It’s not exactly been the best time for reading. I’m spending most of my breaks at work looking for a different job, since the one I started at two weeks ago sold me a bill of lies, and I’ve been sick for what feels like about half the time lately. Today, I’m on my second cold in a row. And when you’re tired on a good day, like I am, a cold will leave you with practically no energy to speak of. This means reading has fell quite by the wayside.
However, I found time to set aside for Sabrina, the first graphic novel to be longlisted for the Booker Prize. Honestly, it’s that last bit, making the longlist, that inspired me to read it. I saw it on a list of recommended graphic novels, but would’ve glossed right over it were it not for that. What I saw mentioned of the plot, that a woman goes missing and you see the effect of her disappearance on the people who knew her, surely wasn’t making this sound like anything out of the ordinary.
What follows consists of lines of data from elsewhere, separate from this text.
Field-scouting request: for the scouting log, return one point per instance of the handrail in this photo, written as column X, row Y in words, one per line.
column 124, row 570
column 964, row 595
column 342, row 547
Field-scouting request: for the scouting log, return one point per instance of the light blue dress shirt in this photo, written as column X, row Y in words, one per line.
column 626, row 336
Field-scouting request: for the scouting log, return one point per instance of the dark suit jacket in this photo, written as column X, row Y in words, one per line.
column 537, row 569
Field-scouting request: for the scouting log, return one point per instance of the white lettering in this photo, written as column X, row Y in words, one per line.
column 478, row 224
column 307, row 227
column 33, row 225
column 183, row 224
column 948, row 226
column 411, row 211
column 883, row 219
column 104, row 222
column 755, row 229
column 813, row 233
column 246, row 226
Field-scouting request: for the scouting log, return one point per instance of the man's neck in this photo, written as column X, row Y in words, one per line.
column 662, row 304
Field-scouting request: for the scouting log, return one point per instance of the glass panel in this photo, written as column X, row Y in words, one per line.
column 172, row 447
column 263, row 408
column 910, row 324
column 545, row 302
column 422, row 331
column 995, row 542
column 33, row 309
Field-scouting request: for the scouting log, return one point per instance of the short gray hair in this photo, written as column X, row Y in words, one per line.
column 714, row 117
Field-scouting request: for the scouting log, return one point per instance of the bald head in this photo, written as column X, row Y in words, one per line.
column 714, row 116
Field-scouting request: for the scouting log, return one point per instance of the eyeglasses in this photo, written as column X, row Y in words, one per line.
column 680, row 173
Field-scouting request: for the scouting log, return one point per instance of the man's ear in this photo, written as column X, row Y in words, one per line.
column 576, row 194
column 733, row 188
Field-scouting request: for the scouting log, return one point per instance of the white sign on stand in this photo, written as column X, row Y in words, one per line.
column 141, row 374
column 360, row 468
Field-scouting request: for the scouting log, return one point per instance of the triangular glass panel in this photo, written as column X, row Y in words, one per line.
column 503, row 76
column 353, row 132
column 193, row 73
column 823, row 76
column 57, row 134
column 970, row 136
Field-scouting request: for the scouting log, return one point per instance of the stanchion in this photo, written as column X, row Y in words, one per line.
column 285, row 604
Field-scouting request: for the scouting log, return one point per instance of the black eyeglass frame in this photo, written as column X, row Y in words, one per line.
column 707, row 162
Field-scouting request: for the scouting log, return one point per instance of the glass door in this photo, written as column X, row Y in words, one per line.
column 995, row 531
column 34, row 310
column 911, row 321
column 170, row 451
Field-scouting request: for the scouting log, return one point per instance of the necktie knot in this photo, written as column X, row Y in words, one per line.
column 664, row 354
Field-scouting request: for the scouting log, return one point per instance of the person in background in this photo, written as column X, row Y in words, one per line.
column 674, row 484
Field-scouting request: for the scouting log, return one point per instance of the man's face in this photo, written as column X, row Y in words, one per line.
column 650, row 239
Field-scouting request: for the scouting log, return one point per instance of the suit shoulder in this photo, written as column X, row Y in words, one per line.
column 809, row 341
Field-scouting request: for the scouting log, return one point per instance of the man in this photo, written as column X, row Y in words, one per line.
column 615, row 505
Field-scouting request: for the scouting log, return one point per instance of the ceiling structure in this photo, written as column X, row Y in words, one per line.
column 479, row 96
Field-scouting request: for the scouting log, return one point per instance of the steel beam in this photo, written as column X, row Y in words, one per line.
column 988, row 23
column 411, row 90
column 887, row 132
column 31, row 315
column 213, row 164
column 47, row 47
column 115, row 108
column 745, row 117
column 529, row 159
Drnaso, though, taps perfectly, and eerily, into the headspace of the “false flag” folks. From the moment we’re first introduced to the radio show with someone who sounds like Alex Jones transported into this fictional world, I was 100% in. Seeing that radio show devolve, and the effects it and the news cycles have on the people who knew Sabrina, was like looking into people like Jones himself, only without the added layer of it being a grim reality. That degree of separation you have, due to it being a work of fiction, makes the bitter pill easier to swallow and understand.
We want to think that everybody who falls in with this sort of crowd is “evil” in some sense of the word, but there are in-roads you wouldn’t even think about. It’s a whirlpool that you can quickly get caught up in in one way or another if you dare swim too close. Even if it doesn’t pull you under and into it, it’ll chew you up just the same. So for an eerily accurate deep dive into this phenomenon, Sabrina is most certainly the way to go.